Scenario (DoW: day of week ) | Number of patients in a week day (Monday–Friday) |
Additional patient appointment time | Multi-resource wait time (min) M,Tu,W,Th,F |
---|---|---|---|
Base case IR < DoW > | - | - | 21,22,26,22,23 |
1_IR_ < DoW > | 1 IR per weekday | 01:00 p.m. | 23,26,31,25,24 |
2_IR_ < DoW > | 2 IR per weekday | 01:00 p.m., 02:00 p.m. | 22,29,29,27,30 |
Finally, scenario testing and simulation-based optimization were used to identify a way of extending hours of operation, while fixing the number of hours worked by staff. Since the complexity in workflow makes it challenging to be formulated as a mathematical model, simulation model was used to optimize the required resources (RNs and technologists). Towards this, FlexSim was combined with an optimization engine (OptQuest from OptTek Systems, Boulder, CO). Next, mixed integer linear programming was used to construct optimal staff schedules, meeting the minimum staff requirements, shift and operations hours, etc. These staff schedules were tested in the original base-case simulation model to establish the effect of reduced staff on patient KPIs. To demonstrate the approach, simulations were done for low volume days (Thursdays), demonstrating the effects due to shifts in staff schedule. Table 3 lists the different scenarios tested to determine the optimal number of patients. Process times for US-guided thyroid biopsy procedure and CT-guided liver mass biopsy were sampled respectively in testing these scenarios.

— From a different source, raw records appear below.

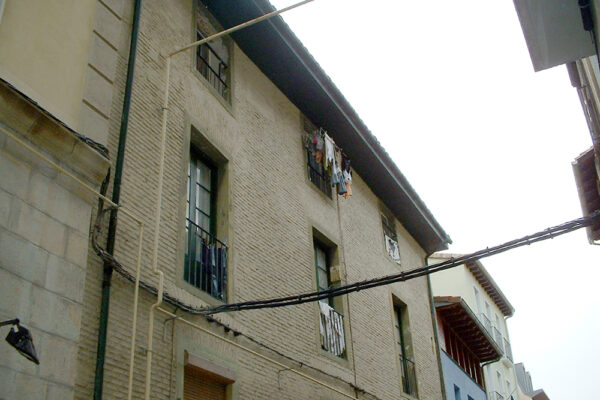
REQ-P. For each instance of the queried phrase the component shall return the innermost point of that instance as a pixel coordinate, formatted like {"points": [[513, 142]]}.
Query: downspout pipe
{"points": [[435, 330], [116, 194]]}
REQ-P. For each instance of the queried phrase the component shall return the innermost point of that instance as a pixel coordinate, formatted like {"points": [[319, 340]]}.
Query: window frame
{"points": [[208, 28], [405, 354], [210, 278]]}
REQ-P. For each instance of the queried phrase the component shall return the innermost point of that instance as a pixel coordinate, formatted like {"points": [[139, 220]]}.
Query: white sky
{"points": [[449, 90]]}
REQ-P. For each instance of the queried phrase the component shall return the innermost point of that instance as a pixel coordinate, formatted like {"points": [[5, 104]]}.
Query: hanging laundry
{"points": [[348, 183], [329, 151]]}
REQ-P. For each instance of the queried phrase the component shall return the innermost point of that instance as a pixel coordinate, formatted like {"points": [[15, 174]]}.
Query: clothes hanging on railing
{"points": [[326, 154], [331, 326]]}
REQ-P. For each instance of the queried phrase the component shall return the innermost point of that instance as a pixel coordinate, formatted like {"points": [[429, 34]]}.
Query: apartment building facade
{"points": [[247, 211], [466, 346], [48, 172], [475, 286]]}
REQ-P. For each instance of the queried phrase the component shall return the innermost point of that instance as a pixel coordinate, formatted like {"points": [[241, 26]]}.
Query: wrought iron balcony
{"points": [[508, 350], [331, 324], [205, 261], [213, 68], [409, 376], [498, 337], [486, 322]]}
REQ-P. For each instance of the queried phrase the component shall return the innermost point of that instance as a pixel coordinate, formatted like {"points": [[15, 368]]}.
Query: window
{"points": [[331, 321], [477, 299], [198, 384], [407, 364], [390, 237], [205, 256], [213, 59]]}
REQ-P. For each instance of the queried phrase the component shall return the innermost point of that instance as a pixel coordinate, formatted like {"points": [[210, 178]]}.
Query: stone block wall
{"points": [[44, 229]]}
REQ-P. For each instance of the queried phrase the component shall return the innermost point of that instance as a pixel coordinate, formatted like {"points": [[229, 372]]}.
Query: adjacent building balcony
{"points": [[498, 337]]}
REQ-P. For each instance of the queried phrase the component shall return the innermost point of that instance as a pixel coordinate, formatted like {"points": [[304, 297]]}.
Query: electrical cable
{"points": [[315, 296], [296, 299]]}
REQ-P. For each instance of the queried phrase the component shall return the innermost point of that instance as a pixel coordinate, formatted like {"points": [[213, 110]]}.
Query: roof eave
{"points": [[305, 83]]}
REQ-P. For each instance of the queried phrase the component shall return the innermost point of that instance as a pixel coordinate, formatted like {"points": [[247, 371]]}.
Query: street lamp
{"points": [[20, 338]]}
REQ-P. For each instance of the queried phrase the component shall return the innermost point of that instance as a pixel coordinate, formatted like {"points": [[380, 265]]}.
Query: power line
{"points": [[301, 298], [549, 233]]}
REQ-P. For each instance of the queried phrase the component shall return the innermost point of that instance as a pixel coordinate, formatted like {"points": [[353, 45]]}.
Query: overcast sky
{"points": [[449, 90]]}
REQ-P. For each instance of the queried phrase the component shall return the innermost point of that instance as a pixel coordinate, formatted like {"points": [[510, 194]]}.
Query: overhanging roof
{"points": [[280, 55], [588, 188], [486, 281], [457, 314], [554, 32]]}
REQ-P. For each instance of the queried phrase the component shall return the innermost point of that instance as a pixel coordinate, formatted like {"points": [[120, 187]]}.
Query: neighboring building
{"points": [[563, 32], [475, 286], [466, 345], [49, 87], [525, 385], [248, 212]]}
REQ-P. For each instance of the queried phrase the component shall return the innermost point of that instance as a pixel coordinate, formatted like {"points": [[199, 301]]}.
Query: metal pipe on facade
{"points": [[112, 228]]}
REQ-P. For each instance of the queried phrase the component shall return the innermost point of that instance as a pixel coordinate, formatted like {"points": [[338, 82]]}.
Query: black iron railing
{"points": [[317, 174], [205, 262], [409, 376], [205, 56], [332, 331]]}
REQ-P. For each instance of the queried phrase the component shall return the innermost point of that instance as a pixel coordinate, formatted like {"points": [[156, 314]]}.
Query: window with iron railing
{"points": [[407, 365], [205, 256], [331, 321], [212, 61]]}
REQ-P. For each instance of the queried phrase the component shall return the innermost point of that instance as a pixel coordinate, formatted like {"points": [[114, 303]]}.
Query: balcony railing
{"points": [[205, 262], [508, 350], [409, 376], [213, 68], [497, 396], [331, 324]]}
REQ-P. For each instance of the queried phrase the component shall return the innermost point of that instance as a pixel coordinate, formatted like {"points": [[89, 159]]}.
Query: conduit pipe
{"points": [[116, 197], [157, 216], [262, 356]]}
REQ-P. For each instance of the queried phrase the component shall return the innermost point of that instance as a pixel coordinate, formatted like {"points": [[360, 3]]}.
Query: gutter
{"points": [[116, 194], [417, 203], [435, 331]]}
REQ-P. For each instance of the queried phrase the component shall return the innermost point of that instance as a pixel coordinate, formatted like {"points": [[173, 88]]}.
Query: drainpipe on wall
{"points": [[435, 331], [116, 194]]}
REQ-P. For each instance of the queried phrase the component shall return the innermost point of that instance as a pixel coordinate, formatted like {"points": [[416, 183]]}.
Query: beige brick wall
{"points": [[270, 216]]}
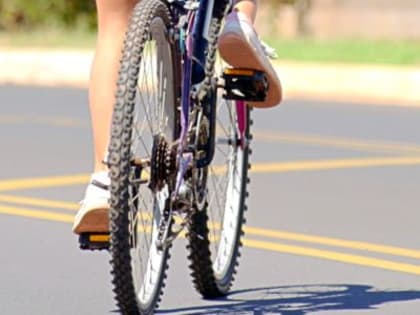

Patient waiting and staff utilization were reviewed to identify the optimal combination of procedures.
Table 3.
Scenario | Number of additional patients and appointment time random at the hour | Multi-resource wait time (min) |
---|---|---|
Base case | - | 23 |
2 CT and 3,4,5 IR |
2 CT: 6 p.m., 7 p.m. 3 IR: 5 p.m. (+ 1 for 5 IR), 6 p.m. (+ 1 for 4 IR), 7 p.m. |
28, 31, 34 |
3 CT and 3, 4, 5 IR |
3 CT: 5 p.m., 6 p.m., 7 p.m. 3 IR: 5 p.m. (+ 1 for 5 IR), 6 p.m. (+ 1 for 4 IR), 7 p.m. |
35, 41, 47 |
Results
This work was done at the IR department in a Level 1 trauma hospital with 335 inpatient beds. This IR department performs approximately 6500 procedures per year. For the purposes of this study, 192 days of operations of the IR department were modeled, with 4393 unique patients seen and 196 unique procedures performed during the modeled time window. Only weekdays were considered. On average, 22 procedures were performed in the department on daily basis with actual procedures lasting 37 ± 21 min (Fig. 3). Depending on the day of the week, 3–7 IR physicians, 4–6 technologists, and 5–6 nurses performed the procedures in the 7 a.m.–5:30 p.m. window, with 1 nurse, 1 technologist, and 1 physician covering the 5:30 p.m.–7 a.m. shift.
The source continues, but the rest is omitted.